Sesame, a startup led by Oculus co-founder Brendan Iribe, has unveiled a new AI voice assistant called Maya that aims to cross “the uncanny valley of conversational voice.” According to a recent article by technology journalist Sean Hollister, Maya offers more natural and engaging conversations compared to existing voice assistants like Amazon’s Alexa or Google’s Gemini.
The company claims its Conversational Speech Model (CSM) brings “voice presence” to AI interactions, making them feel more genuine through emotional intelligence, natural conversational dynamics, contextual awareness, and consistent personality traits.
How the technology works
Sesame’s technology approaches speech generation as an end-to-end multimodal learning task. The company has developed a system that:
- Uses transformers to leverage conversation history for more natural speech
- Operates as a single-stage model to improve efficiency and expressivity
- Employs a unique compute amortization scheme to overcome memory bottlenecks
According to technical documentation released by Sesame, their system outperforms existing approaches in objective tests like homograph disambiguation and pronunciation consistency. In subjective evaluations without conversational context, human listeners showed no clear preference between Maya’s generated speech and real human recordings, suggesting the technology has reached a high level of naturalness.

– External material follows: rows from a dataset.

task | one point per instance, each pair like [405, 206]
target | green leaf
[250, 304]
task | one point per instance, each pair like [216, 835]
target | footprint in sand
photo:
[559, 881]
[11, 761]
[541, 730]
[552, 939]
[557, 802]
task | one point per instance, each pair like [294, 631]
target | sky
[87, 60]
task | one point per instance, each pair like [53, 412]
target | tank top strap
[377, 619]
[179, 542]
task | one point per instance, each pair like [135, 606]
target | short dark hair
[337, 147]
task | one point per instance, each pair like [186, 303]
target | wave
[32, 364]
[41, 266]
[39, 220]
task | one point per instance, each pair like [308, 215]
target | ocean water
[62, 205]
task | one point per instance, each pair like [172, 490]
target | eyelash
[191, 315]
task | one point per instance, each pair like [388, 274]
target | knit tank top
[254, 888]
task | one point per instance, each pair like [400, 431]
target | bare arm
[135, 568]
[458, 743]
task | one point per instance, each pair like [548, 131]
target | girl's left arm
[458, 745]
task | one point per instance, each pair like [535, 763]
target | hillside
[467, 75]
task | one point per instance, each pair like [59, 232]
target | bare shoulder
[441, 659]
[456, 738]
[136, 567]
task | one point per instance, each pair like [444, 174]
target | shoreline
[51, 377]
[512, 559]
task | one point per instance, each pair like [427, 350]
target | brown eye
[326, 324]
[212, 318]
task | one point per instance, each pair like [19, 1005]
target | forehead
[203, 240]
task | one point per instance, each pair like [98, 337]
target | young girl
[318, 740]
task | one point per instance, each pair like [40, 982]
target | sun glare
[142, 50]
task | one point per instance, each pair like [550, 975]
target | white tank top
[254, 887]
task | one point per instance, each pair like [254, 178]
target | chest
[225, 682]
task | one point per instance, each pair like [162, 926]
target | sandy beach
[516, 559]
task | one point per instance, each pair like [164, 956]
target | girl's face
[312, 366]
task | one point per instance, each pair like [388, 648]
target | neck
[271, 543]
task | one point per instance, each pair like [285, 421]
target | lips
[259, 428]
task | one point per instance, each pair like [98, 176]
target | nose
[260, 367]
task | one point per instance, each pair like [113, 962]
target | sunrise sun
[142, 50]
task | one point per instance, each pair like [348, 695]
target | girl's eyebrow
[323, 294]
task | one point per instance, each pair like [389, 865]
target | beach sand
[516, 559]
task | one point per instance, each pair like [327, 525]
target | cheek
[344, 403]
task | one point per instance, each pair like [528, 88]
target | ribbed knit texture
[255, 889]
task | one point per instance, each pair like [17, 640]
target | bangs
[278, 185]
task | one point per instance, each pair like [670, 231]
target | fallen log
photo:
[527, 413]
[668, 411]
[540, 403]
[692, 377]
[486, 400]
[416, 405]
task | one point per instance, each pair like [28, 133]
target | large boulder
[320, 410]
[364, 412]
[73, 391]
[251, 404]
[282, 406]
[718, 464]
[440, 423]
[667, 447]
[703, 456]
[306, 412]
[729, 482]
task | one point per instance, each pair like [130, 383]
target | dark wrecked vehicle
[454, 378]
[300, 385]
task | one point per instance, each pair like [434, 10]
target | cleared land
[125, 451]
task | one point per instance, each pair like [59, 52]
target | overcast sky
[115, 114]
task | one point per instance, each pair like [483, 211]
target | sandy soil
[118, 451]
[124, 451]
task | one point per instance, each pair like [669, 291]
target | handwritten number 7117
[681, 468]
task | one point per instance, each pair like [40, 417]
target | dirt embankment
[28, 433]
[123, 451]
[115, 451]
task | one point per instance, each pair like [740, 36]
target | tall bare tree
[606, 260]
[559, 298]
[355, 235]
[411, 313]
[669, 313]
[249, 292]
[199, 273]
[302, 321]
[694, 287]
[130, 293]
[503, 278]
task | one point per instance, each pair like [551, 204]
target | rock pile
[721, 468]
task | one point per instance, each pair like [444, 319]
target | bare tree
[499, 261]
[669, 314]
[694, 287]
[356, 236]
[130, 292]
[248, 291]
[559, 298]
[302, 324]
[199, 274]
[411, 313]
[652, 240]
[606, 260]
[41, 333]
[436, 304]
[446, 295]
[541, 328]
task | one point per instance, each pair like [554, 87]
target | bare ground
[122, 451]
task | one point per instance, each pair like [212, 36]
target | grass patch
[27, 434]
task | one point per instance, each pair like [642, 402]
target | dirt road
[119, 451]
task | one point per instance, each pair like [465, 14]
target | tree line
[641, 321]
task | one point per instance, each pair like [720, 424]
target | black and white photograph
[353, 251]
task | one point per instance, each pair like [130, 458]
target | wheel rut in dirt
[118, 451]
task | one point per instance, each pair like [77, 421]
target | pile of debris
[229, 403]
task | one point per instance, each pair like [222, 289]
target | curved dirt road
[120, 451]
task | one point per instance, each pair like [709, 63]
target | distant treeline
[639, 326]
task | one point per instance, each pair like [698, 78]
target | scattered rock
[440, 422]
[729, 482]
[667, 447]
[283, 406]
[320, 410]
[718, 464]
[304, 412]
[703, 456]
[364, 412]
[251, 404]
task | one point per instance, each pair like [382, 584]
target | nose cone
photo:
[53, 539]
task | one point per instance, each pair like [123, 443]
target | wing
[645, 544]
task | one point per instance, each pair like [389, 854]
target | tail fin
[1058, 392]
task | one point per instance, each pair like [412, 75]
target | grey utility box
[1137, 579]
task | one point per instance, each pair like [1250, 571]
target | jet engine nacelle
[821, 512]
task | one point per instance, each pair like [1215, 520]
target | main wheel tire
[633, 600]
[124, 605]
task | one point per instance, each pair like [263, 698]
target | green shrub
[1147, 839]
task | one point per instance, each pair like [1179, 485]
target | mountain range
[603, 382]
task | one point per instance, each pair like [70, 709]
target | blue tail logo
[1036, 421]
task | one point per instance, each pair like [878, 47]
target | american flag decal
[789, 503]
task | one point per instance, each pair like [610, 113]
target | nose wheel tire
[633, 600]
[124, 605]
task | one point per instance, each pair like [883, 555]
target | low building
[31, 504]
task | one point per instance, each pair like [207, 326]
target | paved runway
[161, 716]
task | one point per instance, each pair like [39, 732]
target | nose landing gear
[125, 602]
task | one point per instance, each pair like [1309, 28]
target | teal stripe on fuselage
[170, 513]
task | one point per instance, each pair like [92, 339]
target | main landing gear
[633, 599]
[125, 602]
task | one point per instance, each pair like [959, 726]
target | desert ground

Future plans and company background
Sesame has announced plans to release AI glasses designed to be worn all day, providing “high-quality audio and convenient access to your companion who can observe the world alongside you.” Early prototype images show a sleek design, though few technical details have been shared.
The company is backed by venture capital firms including Andreessen Horowitz, Spark Capital, and Matrix Partners—all previous investors in Oculus VR. In addition to Iribe, the leadership team includes former Ubiquity6 CTO Ankit Kumar and former Meta Reality Labs research engineering director Ryan Brown.
Sesame has committed to open-sourcing its models under an Apache 2.0 license and plans to expand from English to over 20 languages in the coming months. The company acknowledges current limitations, noting that while their system generates high-quality conversational prosody, it can only model the content of a conversation, not its structure.
Those interested can try Maya through a demo on Sesame’s website, which includes a disclaimer that calls are recorded for quality review but are deleted within 30 days and not used for machine learning training.